Moroz, Gustav Pauley (curator of the Florida Museum of Natural History) and the rest of the UF team worked with computer scientists Nathan Whelan, Kenneth Halanych and Kevin Kocot at Auburn University, and their findings were published in the journal Nature Ecology and Evolution.
Evolutionary biologists trying to sort out the branches of the tree of life have placed all animals into five groups called clades. Three of these groups contain creatures that have a nervous system, with humans and comb jellies in two of these different groups. For many years, scientists thought these three groups formed their own group, which gave rise to the central nervous system that appears to different degrees in all the animals in a linear fashion. This would mean the simple nervous system of the comb jellies might resemble a precursor to the more complex nervous system of humans, flies or octopoti.

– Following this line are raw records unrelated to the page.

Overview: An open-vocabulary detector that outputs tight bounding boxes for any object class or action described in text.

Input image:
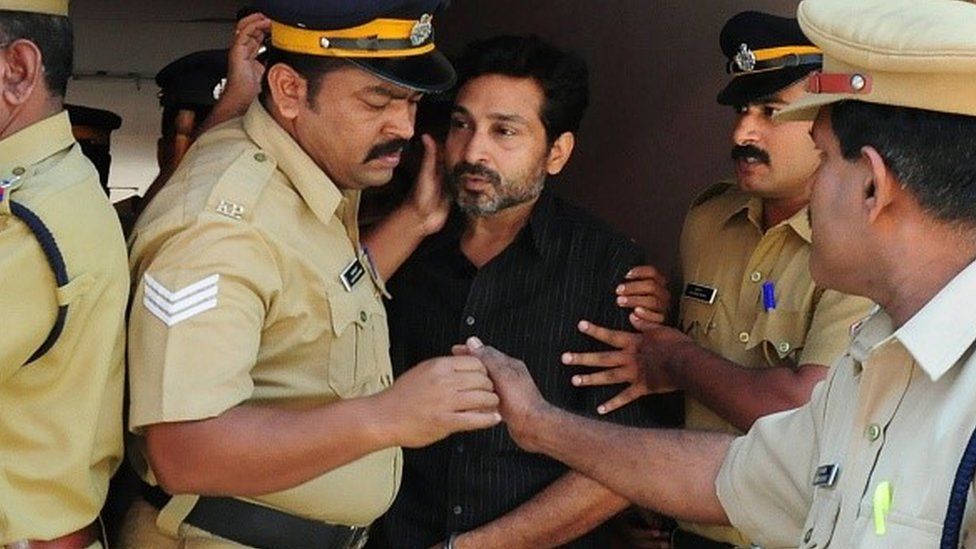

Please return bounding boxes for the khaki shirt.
[129,102,401,525]
[679,183,872,543]
[0,112,129,546]
[716,263,976,548]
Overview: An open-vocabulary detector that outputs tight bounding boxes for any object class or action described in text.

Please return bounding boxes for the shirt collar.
[0,111,75,183]
[894,262,976,381]
[244,100,346,224]
[719,192,813,244]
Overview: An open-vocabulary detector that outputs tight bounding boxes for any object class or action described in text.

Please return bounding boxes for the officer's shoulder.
[691,181,738,209]
[151,121,277,227]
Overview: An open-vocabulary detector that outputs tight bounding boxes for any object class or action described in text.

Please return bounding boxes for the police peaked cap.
[156,50,227,108]
[254,0,456,92]
[717,11,823,106]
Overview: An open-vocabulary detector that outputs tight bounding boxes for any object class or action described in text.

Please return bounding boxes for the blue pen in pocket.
[763,280,776,313]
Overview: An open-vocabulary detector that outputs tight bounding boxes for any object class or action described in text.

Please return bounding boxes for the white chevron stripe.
[142,273,220,302]
[142,273,220,326]
[142,298,217,327]
[145,284,218,315]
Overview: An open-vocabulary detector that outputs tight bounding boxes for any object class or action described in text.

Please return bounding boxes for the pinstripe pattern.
[384,191,680,548]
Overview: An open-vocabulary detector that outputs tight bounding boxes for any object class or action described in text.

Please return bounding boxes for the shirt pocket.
[328,284,389,398]
[799,490,840,549]
[747,309,807,367]
[681,298,720,341]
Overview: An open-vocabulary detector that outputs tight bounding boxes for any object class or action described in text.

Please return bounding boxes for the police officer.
[571,11,871,548]
[0,0,128,549]
[123,0,500,548]
[471,0,976,548]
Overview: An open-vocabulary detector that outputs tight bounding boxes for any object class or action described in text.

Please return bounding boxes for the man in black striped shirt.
[376,37,680,549]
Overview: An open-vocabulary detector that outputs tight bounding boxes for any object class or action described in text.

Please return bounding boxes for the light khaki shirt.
[0,112,129,546]
[129,102,401,525]
[716,263,976,548]
[679,183,872,543]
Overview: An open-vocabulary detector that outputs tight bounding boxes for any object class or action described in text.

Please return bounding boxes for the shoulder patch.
[142,273,220,326]
[691,181,736,208]
[207,148,278,221]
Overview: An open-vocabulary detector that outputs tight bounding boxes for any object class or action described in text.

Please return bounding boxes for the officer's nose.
[385,100,417,139]
[732,106,763,145]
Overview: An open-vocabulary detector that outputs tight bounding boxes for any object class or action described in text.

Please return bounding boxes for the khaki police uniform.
[129,102,401,545]
[716,0,976,548]
[717,264,976,548]
[0,112,129,547]
[680,183,872,544]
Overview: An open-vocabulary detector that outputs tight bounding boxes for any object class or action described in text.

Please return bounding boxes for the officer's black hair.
[830,101,976,227]
[260,46,351,110]
[0,10,74,99]
[455,35,590,144]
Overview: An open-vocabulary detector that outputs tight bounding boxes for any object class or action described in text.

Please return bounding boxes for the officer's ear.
[546,132,576,175]
[268,63,308,120]
[860,145,901,223]
[0,40,44,105]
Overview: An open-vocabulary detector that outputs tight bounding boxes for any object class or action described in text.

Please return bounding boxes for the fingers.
[570,368,630,387]
[596,385,645,415]
[624,265,668,286]
[451,411,502,432]
[577,320,640,349]
[560,351,633,368]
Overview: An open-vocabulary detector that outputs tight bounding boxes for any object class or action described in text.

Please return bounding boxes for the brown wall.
[437,0,797,272]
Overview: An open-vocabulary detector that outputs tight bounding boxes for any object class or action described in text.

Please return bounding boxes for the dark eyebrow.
[363,84,424,100]
[451,105,529,126]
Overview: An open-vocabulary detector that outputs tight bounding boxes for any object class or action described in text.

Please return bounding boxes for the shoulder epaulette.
[206,148,278,221]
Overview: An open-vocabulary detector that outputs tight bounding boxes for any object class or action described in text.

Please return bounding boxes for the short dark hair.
[260,46,353,109]
[455,35,590,143]
[830,101,976,227]
[0,10,74,99]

The work of Moroz and his colleagues shows, instead, the comb jelly group developed neurons independently of the rest of animals.
“This is a big conceptual leap that will rewrite textbooks,” Moroz said. He likened the relationship to that of building a house — you can build the structure using bricks, stone or wood, and you still have a house. “This confirms that even the most complex animal organs, such as brains, may have evolved independently.”
Collecting information on comb jellies has proved challenging until now because the fragile creatures live in the open ocean far from land, making it challenging to find and study enough species to develop accurate genomic data. So Moroz and his colleagues worked with the International SeaKeepers Society and private boat owners to travel to remote areas of the ocean to collect comb jellies and sequence genomic information from 27 novel species.
“If you have data on only a few species, the model might not be very good. So, we collected a diversity of species,” Moroz said.
The genomic information obtained provided a molecular “history” of relationships that can help scientists better understand how comb jellies relate to one another, and how they relate to other animals, including humans.
Their findings cast aside the hundred-year-old perception that “simpler” organisms without neurons, muscles or any detectable tissue organization are at the very base of the animal tree of life, Moroz said.
“In contrast, strong evidence has now been obtained that such complex creatures as ctenophores might represent the earliest surviving lineage of animals on our planet,” he said.